We start pedalling for climate action in Moving for Climate NOW!  And we are doing so starting in Paris, a city full of symbolism while recalling the historical milestone that the Paris Agreement represents. Negotiations on its implementation will take place during the next Climate Summit COP23, which will take place in Bonn, our final destination, from November 6 to 17, 2017. This year the COP23 Presidency is chaired by Fiji and it will be a means to give visibility to the vulnerability of small island developing countries towards climate change, such as sea-level rise, and increase in the frequency and intensity of storms. The COP23 Presidency vision, well captured in its logo, wants to raise awareness on the uncertain future that climate change brings to these island territories and to the world’s coastal areas. Since the start of the 20th century sea-level at a worldwide level has already risen by 20 cm.
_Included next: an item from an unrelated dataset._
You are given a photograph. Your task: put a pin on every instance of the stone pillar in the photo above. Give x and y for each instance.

In Moving for Climate NOW we want to contribute to spread this message and to warn about how climate change, in addition to other human pressures such as pollution or overexploitation of resources, is aggravating our oceans situation and that of our natural ecosystems (sea water temperature, ocean acidification, wildfires, droughts, etc.) with substantial economic and social impacts, as have been observed in the last huricane events in the Atlantic. Island countries are especially vulnerable; in 2016 Cyclone Winston caused Fiji damages up to one third of its GDP.

After a cycling journey of 121 km to Peronne (Picardie region), where we have gone through vast croplands, stained with small forest areas, we have reflected upon the importance of promoting healthy ecosystems to palliate and combat climate change.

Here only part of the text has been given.